Dilihat dari tingkat kesejahteraan keluarga berdasarkan data dari Dinas Kependudukan, Catatan Sipil dan Keluarga Berencana sebanyak 10.118 keluarga berada pada tingkat pra sejahtera, 21.663 keluarga pada tingkat Sejahtera I, 28.297 keluarga pada tingkat Sejahtera II, 25.382 pada tingkat Sejahtera III, dan sebanyak 1.443 keluarga pada tingkat Sejahtera III Plus.

Pemerintahan[sunting | sunting sumber]

Daftar Bupati[sunting | sunting sumber]

No. Foto Nama Dari Sampai Keterangan
1. Sutan Hidayat Syah 1945 1946  
2. Ibrahim Datuk Pamuncak 1946 1947  
3. BA. Murad 1947 1950  
4. Said Rasyad 1950 1953  
5. Taher Samad 1953 1956  
6. Harun Al-Rasyid 1956 1958  
7. Na'azim Sutam Syarif 1958 1959  
8. Raharjo 1959 1960  
9. Syamsu Anwar 1960 1961  
10. JB. Adam 1961 1966  
11. Muhammad Noer 1966 1975  
12. Harun Zain 1975 1975  
13. Muhammad Zein Chatib 1975 1980  
14. Anas Malik 1980 1990  
15. Zainal Bakar.jpg Zainal Bakar 1990 1994  
16. Nasrul Syahrun 1994 1999  
17. Armyn AN 1999 2000  
18. Muslim Kasim 2000 2010  
19. Ali Mukhni 2010 - masih menjabat


Gempa Sumatera Barat tahun 2009[sunting | sunting sumber]

Pada 30 September 2009, gempa bumi berkekuatan 7,6 SR mengguncang pesisir barat Sumatera, tepatnya di perairan laut Pariaman. Episentrum gempa berada sekitar 57 kilometer barat daya Padang Pariaman pada kedalaman 71 kilometer dari permukaan laut. Padang Pariaman menjadi kabupaten yang mengalami guncangan paling kuat sebesar VII MMI[4]. Akibatnya, wilayah ini menjadi lokasi dengan kerusakan terparah yang tersebar di 17 kecamatan. Di 3 kecamatannya: Patamuan, V Koto Timur, dan V Koto Kampung Dalam terjadi longsor yang parah dari Gunung Tigo, dimana diperkirakan sekitar 289 warganya tertimbun dalam longsor[5]. Menurut data sementara Satkorlak PB, total korban tewas akibat gempa di kabupaten ini mencapai 675 orang.[6]

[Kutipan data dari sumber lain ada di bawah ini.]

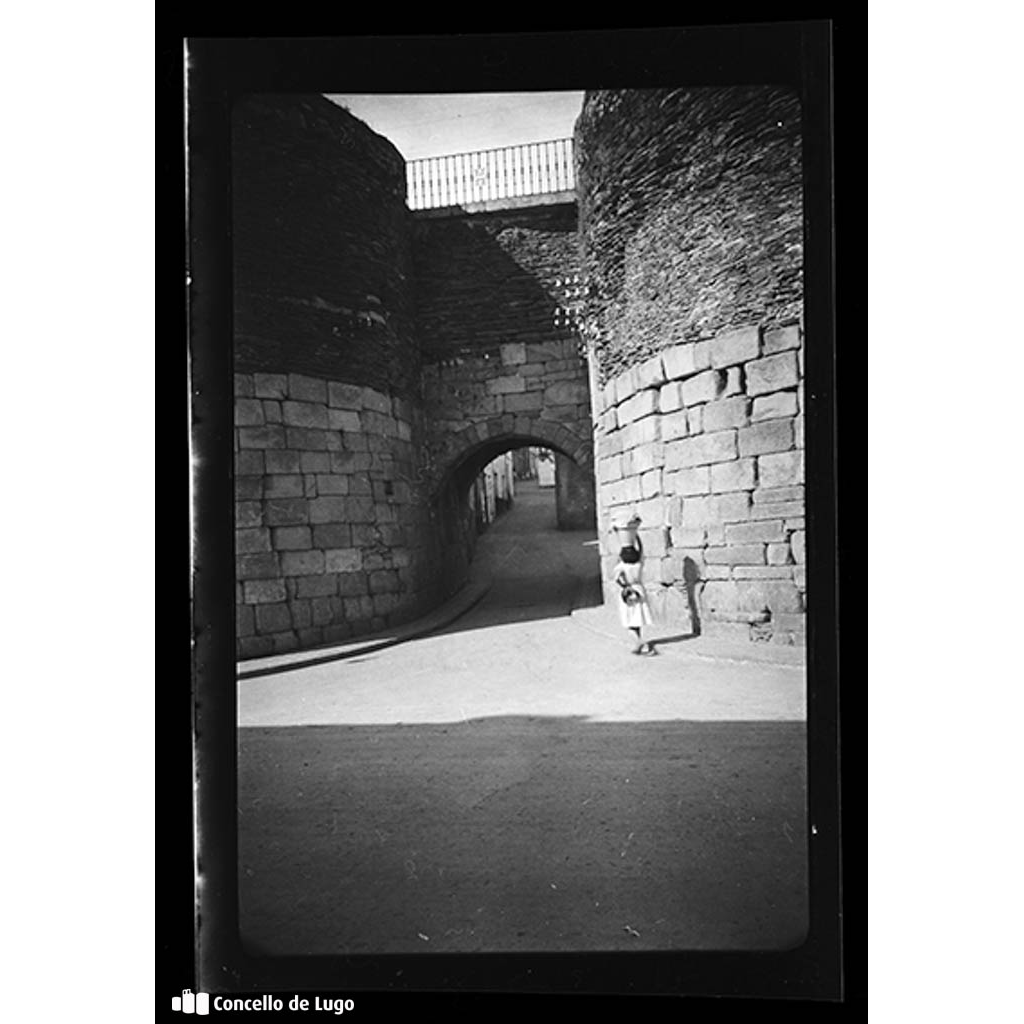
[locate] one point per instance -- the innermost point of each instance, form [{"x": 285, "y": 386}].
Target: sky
[{"x": 433, "y": 125}]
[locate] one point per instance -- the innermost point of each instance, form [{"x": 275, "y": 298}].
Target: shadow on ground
[{"x": 522, "y": 834}]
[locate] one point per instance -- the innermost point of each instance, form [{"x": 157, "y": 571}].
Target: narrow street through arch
[{"x": 519, "y": 782}]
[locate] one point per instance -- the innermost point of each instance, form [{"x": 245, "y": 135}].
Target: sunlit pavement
[{"x": 521, "y": 781}]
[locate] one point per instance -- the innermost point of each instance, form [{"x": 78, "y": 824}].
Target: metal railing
[{"x": 534, "y": 169}]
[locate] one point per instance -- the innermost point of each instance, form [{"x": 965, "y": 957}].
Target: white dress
[{"x": 633, "y": 615}]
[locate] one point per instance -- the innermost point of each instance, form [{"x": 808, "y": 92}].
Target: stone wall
[
  {"x": 333, "y": 536},
  {"x": 706, "y": 442},
  {"x": 323, "y": 247},
  {"x": 690, "y": 207}
]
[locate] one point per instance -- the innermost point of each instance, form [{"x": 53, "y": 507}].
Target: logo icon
[{"x": 188, "y": 1003}]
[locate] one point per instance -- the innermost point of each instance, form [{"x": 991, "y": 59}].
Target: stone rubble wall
[
  {"x": 705, "y": 441},
  {"x": 333, "y": 536}
]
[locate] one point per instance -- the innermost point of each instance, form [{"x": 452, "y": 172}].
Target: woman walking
[{"x": 634, "y": 608}]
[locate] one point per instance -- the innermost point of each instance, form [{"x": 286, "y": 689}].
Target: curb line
[{"x": 370, "y": 645}]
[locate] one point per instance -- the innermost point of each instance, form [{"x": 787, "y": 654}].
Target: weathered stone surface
[
  {"x": 282, "y": 485},
  {"x": 301, "y": 562},
  {"x": 506, "y": 385},
  {"x": 670, "y": 396},
  {"x": 779, "y": 404},
  {"x": 735, "y": 475},
  {"x": 283, "y": 462},
  {"x": 292, "y": 538},
  {"x": 343, "y": 560},
  {"x": 799, "y": 548},
  {"x": 736, "y": 554},
  {"x": 781, "y": 339},
  {"x": 679, "y": 361},
  {"x": 263, "y": 591},
  {"x": 641, "y": 404},
  {"x": 252, "y": 540},
  {"x": 761, "y": 438},
  {"x": 303, "y": 388},
  {"x": 688, "y": 481},
  {"x": 249, "y": 413},
  {"x": 286, "y": 511},
  {"x": 261, "y": 437},
  {"x": 650, "y": 373},
  {"x": 725, "y": 413},
  {"x": 773, "y": 373},
  {"x": 705, "y": 387},
  {"x": 775, "y": 496},
  {"x": 248, "y": 514},
  {"x": 674, "y": 425},
  {"x": 719, "y": 446},
  {"x": 272, "y": 617},
  {"x": 780, "y": 470},
  {"x": 745, "y": 532},
  {"x": 735, "y": 347}
]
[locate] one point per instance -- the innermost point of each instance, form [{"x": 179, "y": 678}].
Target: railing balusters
[{"x": 479, "y": 175}]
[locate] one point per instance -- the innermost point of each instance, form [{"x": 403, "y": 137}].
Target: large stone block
[
  {"x": 735, "y": 475},
  {"x": 733, "y": 507},
  {"x": 283, "y": 462},
  {"x": 304, "y": 414},
  {"x": 781, "y": 339},
  {"x": 281, "y": 485},
  {"x": 261, "y": 437},
  {"x": 650, "y": 373},
  {"x": 725, "y": 413},
  {"x": 780, "y": 470},
  {"x": 670, "y": 396},
  {"x": 640, "y": 404},
  {"x": 679, "y": 361},
  {"x": 688, "y": 481},
  {"x": 705, "y": 387},
  {"x": 263, "y": 591},
  {"x": 701, "y": 451},
  {"x": 506, "y": 385},
  {"x": 247, "y": 541},
  {"x": 249, "y": 413},
  {"x": 332, "y": 483},
  {"x": 301, "y": 562},
  {"x": 272, "y": 617},
  {"x": 270, "y": 386},
  {"x": 342, "y": 419},
  {"x": 303, "y": 388},
  {"x": 773, "y": 373},
  {"x": 316, "y": 586},
  {"x": 344, "y": 395},
  {"x": 248, "y": 514},
  {"x": 330, "y": 509},
  {"x": 736, "y": 554},
  {"x": 777, "y": 406},
  {"x": 343, "y": 560},
  {"x": 761, "y": 438},
  {"x": 258, "y": 566},
  {"x": 286, "y": 511},
  {"x": 674, "y": 425},
  {"x": 735, "y": 347},
  {"x": 747, "y": 532},
  {"x": 292, "y": 539}
]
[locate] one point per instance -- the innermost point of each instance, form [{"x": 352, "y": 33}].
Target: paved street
[{"x": 520, "y": 781}]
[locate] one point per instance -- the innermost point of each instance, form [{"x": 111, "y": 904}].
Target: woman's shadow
[{"x": 691, "y": 577}]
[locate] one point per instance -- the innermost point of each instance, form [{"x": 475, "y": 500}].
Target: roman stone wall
[
  {"x": 690, "y": 207},
  {"x": 322, "y": 243},
  {"x": 333, "y": 535}
]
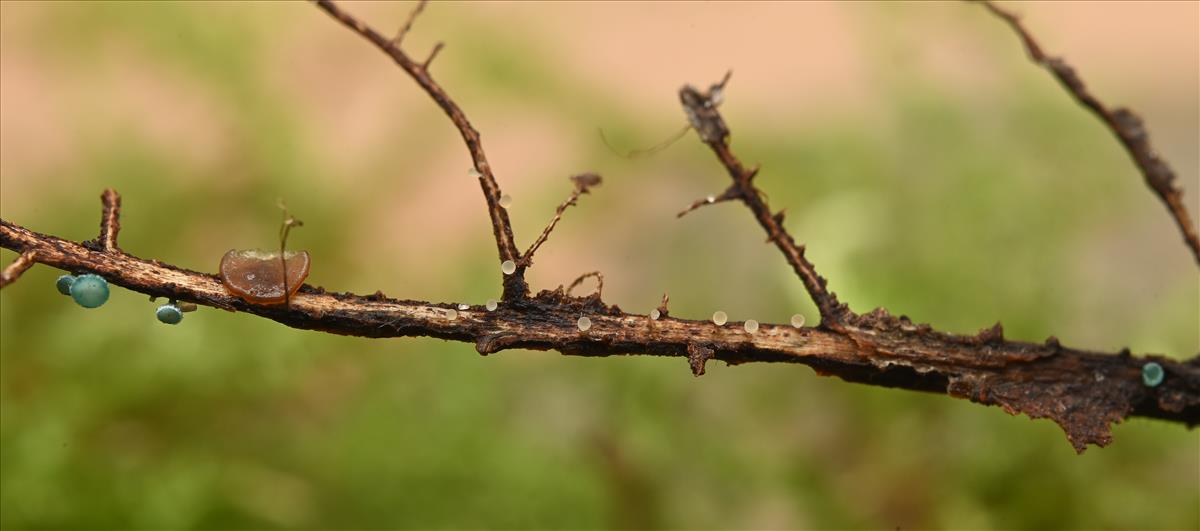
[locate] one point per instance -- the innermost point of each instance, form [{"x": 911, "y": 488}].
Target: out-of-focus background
[{"x": 927, "y": 163}]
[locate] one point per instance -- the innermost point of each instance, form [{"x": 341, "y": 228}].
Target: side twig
[
  {"x": 583, "y": 183},
  {"x": 515, "y": 286},
  {"x": 1125, "y": 125},
  {"x": 703, "y": 117}
]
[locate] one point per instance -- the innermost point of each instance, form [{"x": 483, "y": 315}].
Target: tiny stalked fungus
[{"x": 257, "y": 276}]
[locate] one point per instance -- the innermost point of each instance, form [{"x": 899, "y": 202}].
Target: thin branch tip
[{"x": 1127, "y": 126}]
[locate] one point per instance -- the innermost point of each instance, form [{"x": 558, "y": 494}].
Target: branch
[
  {"x": 583, "y": 183},
  {"x": 1125, "y": 125},
  {"x": 514, "y": 285},
  {"x": 703, "y": 117},
  {"x": 13, "y": 270},
  {"x": 1084, "y": 392}
]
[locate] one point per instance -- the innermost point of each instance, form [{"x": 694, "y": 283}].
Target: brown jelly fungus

Gempa juga merusak sarana transportasi. Sedikitnya, 37 titik jalan mengalami kerusakan yang bervasiasi seperti putus total, tertimbun, terangkat dan pecah. Beberapa jembatan di VII Koto Sungai Sarik, VI Lingkung dan 2 X 11 Kayu Tanam juga mengalami kerusakan.[7]

Selain Padang Pariaman, wilayah lain yang mengalami kerusakan parah adalah Kota Padang, Kabupaten Pesisir Selatan, Kota Pariaman, Kota Bukittinggi dan Kota Padangpanjang.[5]